La prueba clara e irrefutable de que el cine es parte de la vida es que se alborotó feamente el gallinero con el estreno de Sin tiempo para morir. Lo que en un inicio fueron meras opiniones, se convirtió muy pronto —conforme el respetable ha visto la cinta— en un debate. Desde luego han aparecido dos bandos claramente identificados —lo mismo en las conversaciones privadas que en los apuntes en redes sociales—: el de los que están con su protagonista James Bond original (altivo, preparado para repartir candela, seductor involuntario y un tipo duro donde los haya) hasta el fin de los tiempos; y el de los, llamémosle así, conciliadores, que aprecian en mucho al personaje pero que aceptan y ven con agrado que Bond, James Bond, se monte no en el “tren del mame” (eso jamás) pero sí en la tendencia de no ser tan Bond y añadir a su comportamiento usual tintes amables, suavizados y que evidencie una cierta fragilidad emocional.
Tanto en la prensa especializada como en las redes el asunto pasó en sólo unos días de la argumentación que había tomado forma y se estabiliza, al insulto y al desvarío. Y, sin ser mediador de nada, lo cierto, lector querido, es que ambos bandos tienen razón. Bond, el Bond que habita en las novelas, está muy lejos de ser políticamente correcto ni maldita la falta que le hace: es un personaje literario y se comporta como lo que es dentro de los parámetros que Ian Fleming marcó y que en los libros fue y es respetado. Y el Bond de Sin tiempo para morir, como está señalado con tamañas letrotas, está basado en los personajes originales que aparecen en las obras literarias. No es una novela adaptada, sino una aventura añadida como ocurre con personajes de gran reconocimiento y éxito a los que personas diferentes a su creador los dotan de una a veces agradecible sobrevida.
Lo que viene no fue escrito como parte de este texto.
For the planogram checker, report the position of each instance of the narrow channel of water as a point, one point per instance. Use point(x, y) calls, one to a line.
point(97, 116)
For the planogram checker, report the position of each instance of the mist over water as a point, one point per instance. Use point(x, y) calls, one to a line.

Por lo pronto, la responsabilidad de la historia y del guión está repartida no en dos escritores, como suele ser frecuente, sino en cuatro: Neal Purvis, Robert Wade, Phoebe Waller-Bridge y Cary Joji Fukunaga, quien además de dirigir la cinta, metió mano en la trama y los diálogos. Eso que vemos por casi tres horas en la pantalla, manejado por el cuarteto señalado, ¿es Bond o no lo es? Lo es pero con varios matices que no eran constitutivos de su esencia.
Y justo porque Bond forma parte de la vida, del imaginario colectivo, que se armó la balacera. Bond ya es patrimonio de todos, incluso de quienes no lo conocen. Así que eso que empezó con meras opiniones sueltas es ya una batalla formal, golpes bajos incluidos. La explicación, si me permite decirlo de otra forma, es que el personaje cobró vida como persona desde hace décadas entre sus seguidores asiduos (que han leído todas las novelas y visto todas las adaptaciones al cine) y sus no seguidores.
Sólo hay un factor que puede salvar el comportamiento de Bond en su más reciente aparición, que Daniel Craig —enorme actor de reconocida trayectoria antes de llegar al personaje— ya no será más Bond y precisaba, para entregar la estafeta, de un retiro digno. El Bond de Sin tiempo para morir ya se ve cansadón, acusa el paso de los años, no es ya el 007 y aun así debe enfrentar a un villano, Lyutsifer Safin (Rami Malek, en plan soberbio), que a diferencia de Cerebro (el de Pinky) sí que puede conquistar el mundo. El filme se defiende solo y la historia lo juzgará. Por cierto y que conste: Cerebro no conquistó el mundo cuando pudo, al menos en dos ocasiones, únicamente por el cariño fraterno al entrañable Pinky a quien habría tenido que sacrificar.